Improbabile che il recente rally dei mercati duri nel tempo, LGIM spiega perché

Christopher Jeffery, Head of Inflation and Rates Strategy, e Lars Kreckel, Global Equity Strategist, spiegano che la recessione vicina inciderà sugli utili societari rafforzando l’idea che l’azionario abbia raggiunto il picco

di Virgilio Chelli 16 Novembre 2022 12:41
financialounge -  Christopher Jeffery Lars Kreckel Legal & General Investment Management mercati
financialounge -  Christopher Jeffery Lars Kreckel Legal & General Investment Management mercati

Dopo il rallentamento dell’inflazione USA il mercato è partito in rally nella speranza che il ciclo dei rialzi della Fed sia vicino al termine. Ma visto lo scenario recessivo sempre più probabile, ci si chiede se le prospettive delle imprese possano rovinare l’ottimismo degli investitori. In particolare, LGIM si chiede in un commento di Christopher Jeffery, Head of Inflation and Rates Strategy, e Lars Kreckel, Global Equity Strategist, il minimo scarto del dato USA, seppur positivo, sia sufficiente a giustificare l’euforia. Due sentimenti molto potenti hanno preso il sopravvento: il sollievo e la speranza.

ULTIMI 12 MESI PARCHI DI SODDISFAZIONI


Gli investitori si permettono di ‘sognare’ il sollievo dopo che l’indice dei prezzi al consumo core Usa ha superato le stime 8 volte nelle ultime 12 previsioni. I mercati si sono abituati a vedere le stime disattese e quindi anche una piccola flessione ha portato grande euforia. Inoltre, osservano gli esperti di LGIM, gli ultimi 12 mesi sono stati particolarmente parchi di soddisfazioni e ora gli investitori possono permettersi di sperare che il peggio sia passato.

NON E’ IL MOMENTO DI SPOSTARSI SUGLI ASSET A RISCHIO


Ma, osservano Jeffery e Kreckel, anche se adesso riteniamo che quel momento sia sempre più vicino, non significa che dobbiamo spostarci fortemente verso gli asset più rischiosi in vista di una forte crescita entro fine dell’anno, “o si rischia che questa speranza ci uccida”. I due esperti di LGIM ritengono che, nonostante il recente rally, l’entrata in recessione sia ancora molto probabile e il suo avvicinarsi di questa rafforzerà l’idea che i rendimenti azionari abbiano raggiunto il picco e farà sorgere dei dubbi sulle prospettive delle stesse società quotate.

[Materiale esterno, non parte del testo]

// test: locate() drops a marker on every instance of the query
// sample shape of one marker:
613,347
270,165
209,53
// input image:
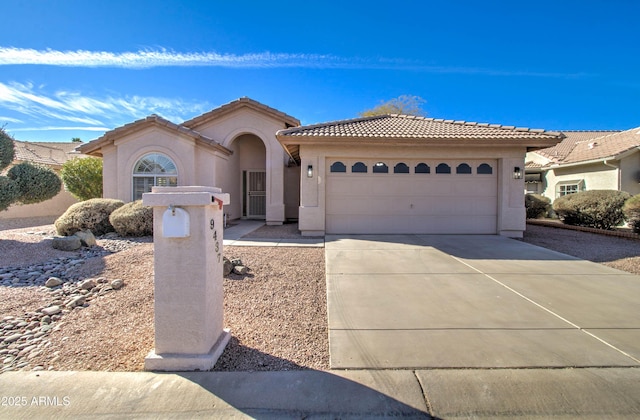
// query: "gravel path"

PREVISIONI SOCIETARIE PIU’ PESSIMISTE


È probabile invece che la reazione positiva dei mercati sarà più duratura nell’obbligazionario. Inoltre, con la stagione delle trimestrali in conclusione, le previsioni stanno diventando più pessimiste, e LGIM prevede una crescita degli utili che nel 2023 si fermerà al 4%, con il trend di crescita destinato a esaurirsi sul finire del 2022. Inoltre, moltissime imprese di qualsiasi settore non sono riuscite a raggiungere gli obiettivi che del terzo trimestre, con le big tech nel ruolo delle maggiori protagoniste in negativo.

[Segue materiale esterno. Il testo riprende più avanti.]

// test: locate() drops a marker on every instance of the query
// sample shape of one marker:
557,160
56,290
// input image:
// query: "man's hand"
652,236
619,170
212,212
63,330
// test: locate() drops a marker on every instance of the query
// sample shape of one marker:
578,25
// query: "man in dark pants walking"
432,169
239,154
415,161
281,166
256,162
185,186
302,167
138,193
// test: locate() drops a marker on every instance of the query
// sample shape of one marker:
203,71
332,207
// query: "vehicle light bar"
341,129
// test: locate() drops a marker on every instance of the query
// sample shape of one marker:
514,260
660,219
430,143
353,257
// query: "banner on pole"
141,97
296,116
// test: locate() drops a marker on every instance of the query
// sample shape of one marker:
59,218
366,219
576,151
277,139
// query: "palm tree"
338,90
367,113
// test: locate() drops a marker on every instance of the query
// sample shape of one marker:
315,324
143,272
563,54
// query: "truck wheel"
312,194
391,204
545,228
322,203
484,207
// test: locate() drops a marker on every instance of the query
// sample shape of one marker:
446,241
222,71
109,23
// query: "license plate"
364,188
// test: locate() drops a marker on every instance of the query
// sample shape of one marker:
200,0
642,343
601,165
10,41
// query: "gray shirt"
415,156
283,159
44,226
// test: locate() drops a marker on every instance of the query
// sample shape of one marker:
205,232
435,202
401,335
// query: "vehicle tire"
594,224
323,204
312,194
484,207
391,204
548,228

DEBOLEZZA DEGLI UTILI PER CAUSE MACRO


Non a caso, dopo le ultime trimestrali, LGIM ha dovuto rivedere al ribasso le stime per i comparti tecnologico, finanziario e industriale per un range compreso tra il 12% e il 15%. Solamente le stime per i comparti non ciclici sono rimaste pressoché inalterate, mentre quelle del settore energetico sono cresciute notevolmente. In totale, il 71% delle previsioni societarie è stato ridimensionato, evidenziando che la debolezza degli utili è un problema troppo esteso per essere idiosincratico e che è molto più probabile che dipenda da fattori macroeconomici.